How would you go about to do resizing upfront? Would you sub-class ImageData with a resize method for x and resize_y method for y? And how do I make sure I catch all occurences of self.path in all super-classes?


(Constantin) #135

About checkerboard artifacts and PixelShuffling.
Jeremy explained in detail how to avoid checkerboard artifacts using pixel shuffling. I still have some details I don’t understand: When using scale=2 I couldn’t observe checkerboard, however with scale=4 I do. So, obviously there are some parameters I need to tune.
I found in enhance.ipynb the following:

def upsample(ni, nf, scale):
    layers = []
    for i in range(int(math.log(scale,2))):
        layers += [conv(ni, nf*4), nn.PixelShuffle(2)] 
    return nn.Sequential(*layers)

Jeremy mentioned in the lecture, that the 4 is really 2*2, because of scale 2. So, after some consideration I thought for scales!=2 upsampling should rather be:


def upsample(ni, nf, scale):
    layers = []
    for i in range(int(math.log(scale,scale))):
        layers += [conv(ni, nf*scale**2), nn.PixelShuffle(scale)] 
    return nn.Sequential(*layers)

There still is something fishy, however. I can train a network using this upsample function, but I still get a checkerboard. I also really do not understand the for loop. math.log(scale,scale) comes out to always 1, so that probably isn’t the original intention. If I use math.log(scale,2) I get two conv+pixelshuffle blocks for scale=4. Why would I need that? Wouldn’t the model upscale too much then? So, I tried as above, but that kind of makes the for loop obsolete and still I get artifacts.
Did anyone try scale>2 and could comment about how to upscale and pixel shuffle correctly?


(Ahmed Mhamoud) #136

Is there a simple way to apply the Pytorch ‘PixelShuffle’ operation to 1D data (i.e. working with conv1d) ?


(Fred Guth) #137

The blueish image is because opencv uses BGR as default and matplotlib uses RGB. You have to use cv2.cvtColor to change the colorspace.


#138

How can I apply the learned segmentation model (lesson 14, unet) on a single new test image?

is this the correct way to do it?

trn_tfms,val_tfms = tfms_from_model(models, sz)
im = open_image('/home/data/train-512/test1.png')
im = val_tfms(im)
learn.precompute=False 
preds = learn.predict_array(im[None])
np.argmax(preds)

How to interpret the result of this in the context of segementation?

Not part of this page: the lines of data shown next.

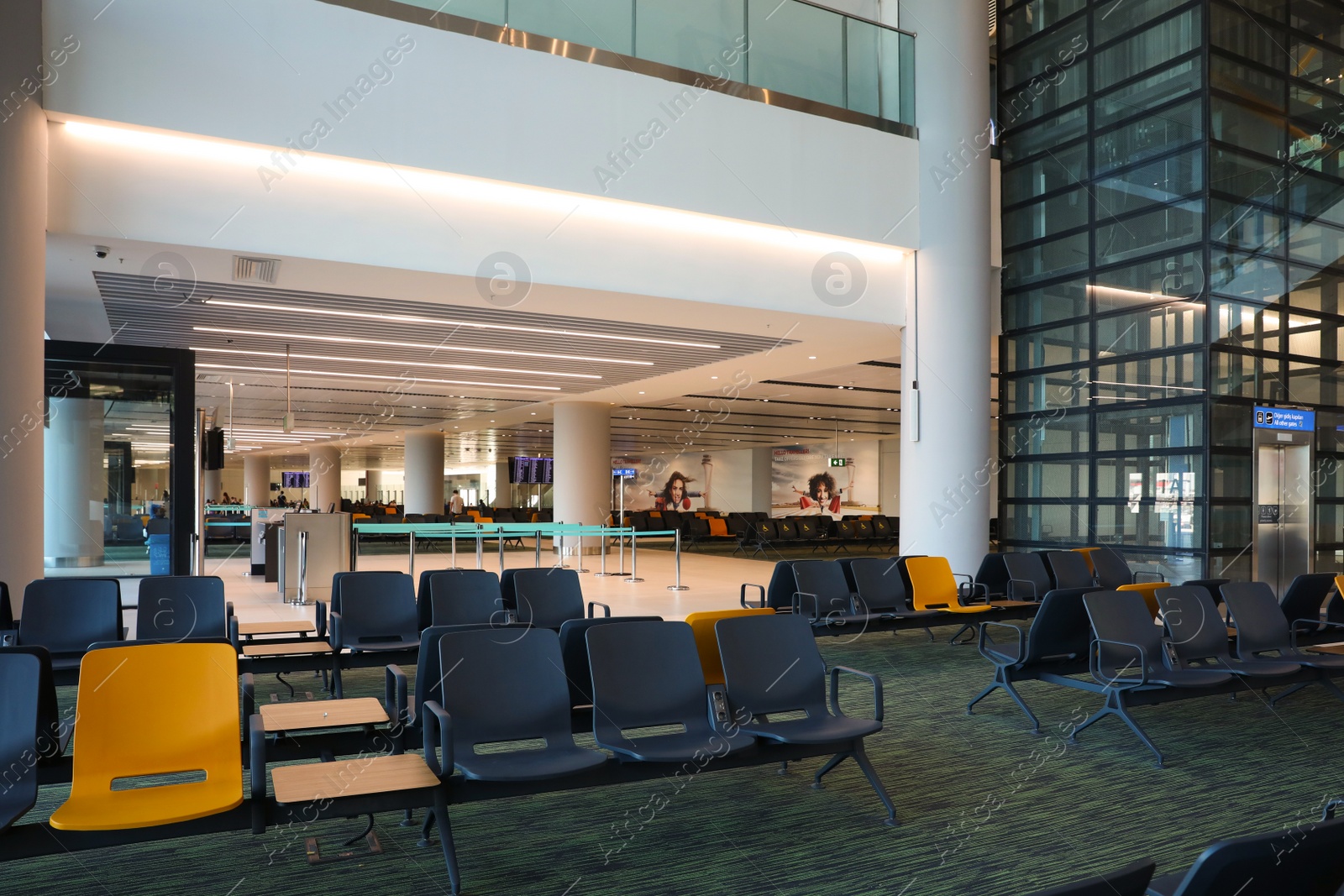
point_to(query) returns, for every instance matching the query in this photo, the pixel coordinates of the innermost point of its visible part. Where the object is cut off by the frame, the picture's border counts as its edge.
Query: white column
(373, 481)
(323, 477)
(257, 479)
(582, 465)
(74, 484)
(24, 250)
(214, 484)
(423, 472)
(945, 344)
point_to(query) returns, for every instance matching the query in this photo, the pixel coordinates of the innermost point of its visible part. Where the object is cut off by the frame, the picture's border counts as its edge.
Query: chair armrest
(835, 689)
(394, 694)
(1095, 663)
(984, 637)
(797, 604)
(1294, 631)
(438, 731)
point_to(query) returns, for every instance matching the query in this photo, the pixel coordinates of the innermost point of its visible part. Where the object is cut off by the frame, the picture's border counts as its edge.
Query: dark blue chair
(20, 673)
(461, 597)
(1128, 656)
(1303, 862)
(376, 616)
(175, 607)
(770, 667)
(548, 597)
(647, 674)
(510, 689)
(66, 616)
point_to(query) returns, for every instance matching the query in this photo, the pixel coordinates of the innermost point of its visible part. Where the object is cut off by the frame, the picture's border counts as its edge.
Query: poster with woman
(806, 483)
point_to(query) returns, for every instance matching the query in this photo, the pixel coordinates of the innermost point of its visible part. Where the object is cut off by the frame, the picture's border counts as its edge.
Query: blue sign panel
(1285, 418)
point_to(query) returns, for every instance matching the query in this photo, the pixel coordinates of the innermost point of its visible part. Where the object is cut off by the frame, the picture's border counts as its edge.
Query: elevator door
(1284, 513)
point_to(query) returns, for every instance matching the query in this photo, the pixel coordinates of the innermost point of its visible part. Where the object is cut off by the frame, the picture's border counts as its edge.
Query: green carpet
(985, 808)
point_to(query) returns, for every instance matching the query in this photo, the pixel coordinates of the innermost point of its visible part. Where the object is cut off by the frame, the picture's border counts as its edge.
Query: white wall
(264, 73)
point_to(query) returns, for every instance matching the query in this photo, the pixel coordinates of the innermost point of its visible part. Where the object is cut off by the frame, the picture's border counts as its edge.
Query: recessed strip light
(378, 376)
(488, 192)
(445, 322)
(383, 360)
(347, 340)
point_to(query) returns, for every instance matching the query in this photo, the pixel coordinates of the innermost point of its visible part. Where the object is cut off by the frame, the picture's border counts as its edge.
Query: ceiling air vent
(255, 270)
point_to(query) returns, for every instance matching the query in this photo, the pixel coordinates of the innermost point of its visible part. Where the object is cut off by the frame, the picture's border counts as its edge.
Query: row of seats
(643, 674)
(1112, 637)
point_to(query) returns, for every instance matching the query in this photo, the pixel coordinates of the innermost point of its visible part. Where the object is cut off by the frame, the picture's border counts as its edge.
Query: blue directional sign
(1285, 418)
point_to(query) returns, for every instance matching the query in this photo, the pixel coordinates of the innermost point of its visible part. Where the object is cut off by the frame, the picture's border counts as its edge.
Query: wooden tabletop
(291, 626)
(322, 714)
(316, 781)
(265, 649)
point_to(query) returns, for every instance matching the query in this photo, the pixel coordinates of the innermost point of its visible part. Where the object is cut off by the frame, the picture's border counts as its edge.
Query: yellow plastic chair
(124, 735)
(934, 587)
(1086, 553)
(707, 644)
(1149, 591)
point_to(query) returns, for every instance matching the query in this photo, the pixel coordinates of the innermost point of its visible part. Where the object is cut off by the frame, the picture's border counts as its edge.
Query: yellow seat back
(707, 642)
(1086, 553)
(932, 584)
(1149, 591)
(125, 735)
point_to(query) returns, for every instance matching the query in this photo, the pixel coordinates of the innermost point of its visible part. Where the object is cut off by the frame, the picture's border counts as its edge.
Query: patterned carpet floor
(987, 809)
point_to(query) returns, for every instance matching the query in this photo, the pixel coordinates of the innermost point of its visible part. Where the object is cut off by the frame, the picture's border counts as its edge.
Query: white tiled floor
(714, 582)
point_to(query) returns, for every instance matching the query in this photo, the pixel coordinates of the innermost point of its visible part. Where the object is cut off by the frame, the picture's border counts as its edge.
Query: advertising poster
(689, 483)
(806, 481)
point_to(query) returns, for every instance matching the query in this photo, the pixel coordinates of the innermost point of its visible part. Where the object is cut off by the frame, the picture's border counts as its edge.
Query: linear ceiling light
(454, 324)
(349, 340)
(383, 360)
(487, 192)
(378, 376)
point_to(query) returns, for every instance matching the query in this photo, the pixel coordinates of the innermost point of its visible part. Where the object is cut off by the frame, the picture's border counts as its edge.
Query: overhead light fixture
(430, 347)
(449, 322)
(490, 192)
(376, 376)
(383, 360)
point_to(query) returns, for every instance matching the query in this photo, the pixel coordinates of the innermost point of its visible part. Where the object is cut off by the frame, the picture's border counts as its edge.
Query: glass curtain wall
(1173, 230)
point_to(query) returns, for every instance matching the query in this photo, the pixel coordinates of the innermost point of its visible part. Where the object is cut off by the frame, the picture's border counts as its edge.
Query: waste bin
(160, 555)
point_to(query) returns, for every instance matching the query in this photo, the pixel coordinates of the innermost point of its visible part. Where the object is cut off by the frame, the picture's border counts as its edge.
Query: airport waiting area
(663, 448)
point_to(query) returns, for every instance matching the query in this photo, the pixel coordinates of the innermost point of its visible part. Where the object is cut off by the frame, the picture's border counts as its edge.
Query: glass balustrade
(792, 47)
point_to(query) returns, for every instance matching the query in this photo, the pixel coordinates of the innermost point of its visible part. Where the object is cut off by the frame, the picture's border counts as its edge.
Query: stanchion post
(635, 562)
(678, 563)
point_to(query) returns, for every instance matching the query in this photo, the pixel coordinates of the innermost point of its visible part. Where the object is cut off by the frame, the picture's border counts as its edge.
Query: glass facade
(1173, 254)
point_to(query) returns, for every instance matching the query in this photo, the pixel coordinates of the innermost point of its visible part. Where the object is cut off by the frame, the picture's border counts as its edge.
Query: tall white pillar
(257, 479)
(74, 484)
(423, 472)
(323, 477)
(582, 465)
(214, 485)
(24, 249)
(945, 344)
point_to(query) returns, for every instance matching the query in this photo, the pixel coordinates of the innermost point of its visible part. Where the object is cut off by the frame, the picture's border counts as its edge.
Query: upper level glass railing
(793, 47)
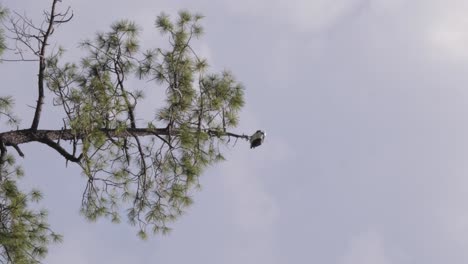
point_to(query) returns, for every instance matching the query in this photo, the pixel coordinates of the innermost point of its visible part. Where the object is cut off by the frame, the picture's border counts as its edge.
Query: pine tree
(144, 172)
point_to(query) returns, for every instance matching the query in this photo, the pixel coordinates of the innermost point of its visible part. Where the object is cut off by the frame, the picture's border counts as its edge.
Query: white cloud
(303, 15)
(366, 248)
(447, 31)
(254, 214)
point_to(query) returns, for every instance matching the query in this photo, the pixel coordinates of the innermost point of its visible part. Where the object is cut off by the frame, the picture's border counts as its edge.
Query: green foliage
(151, 178)
(24, 232)
(144, 174)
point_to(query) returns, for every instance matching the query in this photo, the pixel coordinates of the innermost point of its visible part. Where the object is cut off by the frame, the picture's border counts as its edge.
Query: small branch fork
(52, 19)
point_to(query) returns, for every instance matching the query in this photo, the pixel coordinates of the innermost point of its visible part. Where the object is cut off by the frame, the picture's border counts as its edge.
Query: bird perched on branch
(257, 139)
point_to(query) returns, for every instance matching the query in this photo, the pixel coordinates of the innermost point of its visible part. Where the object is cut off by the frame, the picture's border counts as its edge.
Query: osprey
(257, 139)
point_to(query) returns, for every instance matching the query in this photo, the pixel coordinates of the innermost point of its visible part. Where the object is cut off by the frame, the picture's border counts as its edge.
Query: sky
(365, 107)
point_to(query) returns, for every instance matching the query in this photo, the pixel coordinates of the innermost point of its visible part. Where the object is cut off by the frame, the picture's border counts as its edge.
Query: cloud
(303, 15)
(254, 214)
(366, 248)
(447, 34)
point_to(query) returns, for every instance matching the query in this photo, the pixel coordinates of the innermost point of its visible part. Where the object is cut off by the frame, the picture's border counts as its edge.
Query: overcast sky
(365, 103)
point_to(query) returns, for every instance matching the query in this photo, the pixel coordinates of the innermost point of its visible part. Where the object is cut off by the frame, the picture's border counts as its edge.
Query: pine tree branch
(42, 67)
(52, 137)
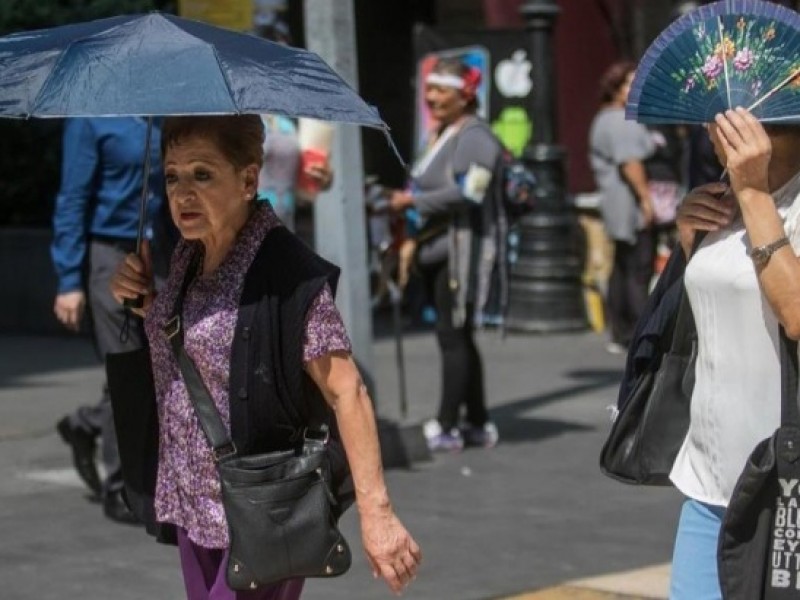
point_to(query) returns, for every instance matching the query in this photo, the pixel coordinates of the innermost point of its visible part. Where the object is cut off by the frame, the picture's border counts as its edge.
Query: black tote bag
(759, 543)
(651, 426)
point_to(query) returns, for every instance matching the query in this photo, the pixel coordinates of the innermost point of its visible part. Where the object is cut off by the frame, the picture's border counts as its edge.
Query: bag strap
(207, 414)
(790, 414)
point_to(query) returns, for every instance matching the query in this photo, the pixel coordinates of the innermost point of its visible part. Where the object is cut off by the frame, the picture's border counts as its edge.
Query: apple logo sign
(513, 75)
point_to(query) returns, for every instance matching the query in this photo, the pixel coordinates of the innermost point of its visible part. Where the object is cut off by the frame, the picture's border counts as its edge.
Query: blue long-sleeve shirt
(101, 184)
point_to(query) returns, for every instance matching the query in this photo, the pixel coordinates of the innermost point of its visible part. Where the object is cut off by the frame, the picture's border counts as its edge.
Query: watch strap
(762, 254)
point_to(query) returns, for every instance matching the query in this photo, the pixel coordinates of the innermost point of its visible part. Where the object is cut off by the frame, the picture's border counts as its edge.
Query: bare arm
(749, 153)
(392, 552)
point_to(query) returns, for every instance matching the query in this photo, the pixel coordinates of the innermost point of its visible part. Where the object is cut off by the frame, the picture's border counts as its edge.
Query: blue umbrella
(157, 64)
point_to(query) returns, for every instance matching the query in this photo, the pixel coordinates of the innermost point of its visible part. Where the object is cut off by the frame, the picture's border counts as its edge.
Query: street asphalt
(532, 518)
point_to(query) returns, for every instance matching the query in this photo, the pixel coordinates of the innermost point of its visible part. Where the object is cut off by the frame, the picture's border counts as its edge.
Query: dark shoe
(83, 451)
(114, 508)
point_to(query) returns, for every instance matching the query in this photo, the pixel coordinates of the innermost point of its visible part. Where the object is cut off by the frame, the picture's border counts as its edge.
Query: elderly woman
(742, 283)
(211, 167)
(452, 189)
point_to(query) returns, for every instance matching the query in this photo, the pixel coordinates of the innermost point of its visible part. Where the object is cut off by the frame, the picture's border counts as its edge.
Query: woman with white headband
(451, 188)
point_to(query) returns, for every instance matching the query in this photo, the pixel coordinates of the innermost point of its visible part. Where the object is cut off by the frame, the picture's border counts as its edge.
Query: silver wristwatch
(762, 254)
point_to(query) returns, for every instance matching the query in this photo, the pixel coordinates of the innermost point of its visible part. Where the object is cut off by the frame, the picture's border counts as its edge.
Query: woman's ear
(251, 178)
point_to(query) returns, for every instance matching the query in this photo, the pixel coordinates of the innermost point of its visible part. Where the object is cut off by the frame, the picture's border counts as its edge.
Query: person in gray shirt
(451, 187)
(617, 149)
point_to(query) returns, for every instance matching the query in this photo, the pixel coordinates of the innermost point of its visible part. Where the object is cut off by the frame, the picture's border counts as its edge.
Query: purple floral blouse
(187, 487)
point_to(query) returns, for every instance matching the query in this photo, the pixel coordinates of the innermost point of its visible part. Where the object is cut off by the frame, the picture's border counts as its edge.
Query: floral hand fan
(720, 56)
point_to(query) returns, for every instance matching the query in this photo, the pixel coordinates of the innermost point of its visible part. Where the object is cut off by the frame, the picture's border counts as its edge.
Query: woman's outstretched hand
(392, 552)
(134, 278)
(747, 148)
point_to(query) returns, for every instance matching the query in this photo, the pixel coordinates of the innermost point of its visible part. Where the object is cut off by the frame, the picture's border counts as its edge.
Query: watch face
(760, 256)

Figured the correct version (I guess, please comment if I am wrong with it):

trn_tfms,val_tfms = tfms_from_model(models, sz)
im = open_image('/home/data/train-512/test1.png')
im = val_tfms(im)
learn.precompute=False 
py = to_np(learn.model(V(im[None])))
show_img(py[0] >0)

#140

Hello everybody,
I did not follow the course lessons order, as result I have question regarding metrics used in carvana notebook. On which dataset the accuracy_threshold and dice metrics are evaluated: train or validation? I used to see both train and val metrics when fitting the model in keras, but was not be able to figure out how it works here. Thanks.


(hector) #141

@broda accuracy_threshold is not a metric, it is the threshold used to decide which class each pixel belongs to from class probabilities outputted from pixel level softmax layer.